CTK FAQ
From Zhang Laboratory
Maybe we should include a FAQ now? List a few questions like setting up perl environment, expected problems during analysis, etc.
Contents
- 1 How to install fast_toolkit on Mac OS X
- 2 No or all reads pass filtering
- 3 Should we include multi-mapper reads
- 4 Insufficient memory
- 5 Issues collapsing PCR duplicates
- 6 CLIP tag distribution is diffuse or spiky
- 7 CIMS.pl complains of inconsistency of files ends unexpectedly
- 8 Motif frequency is lower than expected
How to install fast_toolkit on Mac OS X
To install libgtextutils
curl -O http://hannonlab.cshl.edu/fastx_toolkit/libgtextutils-0.6.tar.bz2 tar xvjf libgtextutils-0.6.tar.bz2 cd libgtextutils-0.6 ./configure make sudo make install
To install fastx_toolkit
curl -O http://hannonlab.cshl.edu/fastx_toolkit/fastx_toolkit-0.0.13.tar.bz2 tar xjvf fastx_toolkit-0.0.13.tar.bz2 cd fastx_toolkit-0.0.13 export PKG_CONFIG_PATH=/usr/local/lib/pkgconfig:$PKG_CONFIG_PATH ./configure make sudo make install
According to the Hannon Lab, if you get compilation errors regarding PKG_CONFIG or GTEXTUTILS not found, see this email (http://hannonlab.cshl.edu/fastx_toolkit/pkg_config_email.txt) for a possible solution. If you wish to install fastx-toolkit to a non-standard location (e.g. not /usr or /usr/local), see this email (http://hannonlab.cshl.edu/fastx_toolkit/prefix_email.txt) for tips.
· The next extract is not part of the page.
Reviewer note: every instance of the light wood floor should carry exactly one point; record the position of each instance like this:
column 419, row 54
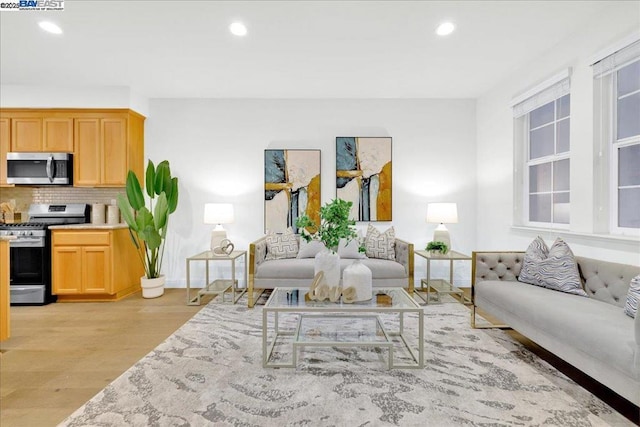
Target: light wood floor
column 60, row 355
No or all reads pass filtering
Specify option ‘-if solexa’ or ‘-if sanger’ for fastq_filter.pl
Historically, quality scores in fastq files were represented by numbers, which is the case for the two files used for this protocol. A more compact representation using ASCII characters with different offsets was later adopted. Illumina initially used offset 64 (i.e., Solexa fastq), but later switched to offset 33 (i.e., Sanger fastq), which is the default of this script for fastq files with encoded quality scores. Different encoding schemes can be specified by using the parameter '-if'.
Should we include multi-mapper reads
To minimize potential mapping errors, we require that each read maps to the genome unambiguously (no multiple hits). If multiple hits are allowed, it is important to assign a unique name to each hit. To map CLIP tags to loci known to have multiple copies or paralogs in the genome, such as some miRNAs and rRNA, it is recommended to build a reference sequence database after redundancies are collapsed instead of using the whole genome as the reference for mapping.
Insufficient memory
The input bed file is too large to be loaded into the memory at once:
Run the command line with option ‘-big’
Issues collapsing PCR duplicates
In the tag bed file, the 5′ column records the number of mismatches (substitutions) in each read and the read ID in the fourth column must take the form READ#x#NNNNN, where x is the number of exact duplicates and NNNNN is the bar-code nucleotide sequence. These two things are required for collapsing the potential PCR duplicates by coordinates and identifying unique CLIP tags.
CLIP tag distribution is diffuse or spiky
The tag distribution could be diffuse due to a problem in filtering or alignment or spiky due to PCR duplicates not being collapsed properly.
CIMS.pl complains of inconsistency of files ends unexpectedly
This is because mutations in non-unique tags were not removed properly. The joinWrapper.py step needs to be repeated.
Motif frequency is lower than expected
This could be due to low signal to noise ratio or because one strand of the sequence is not correct. Ensure that the sequences of the sense strand are obtained.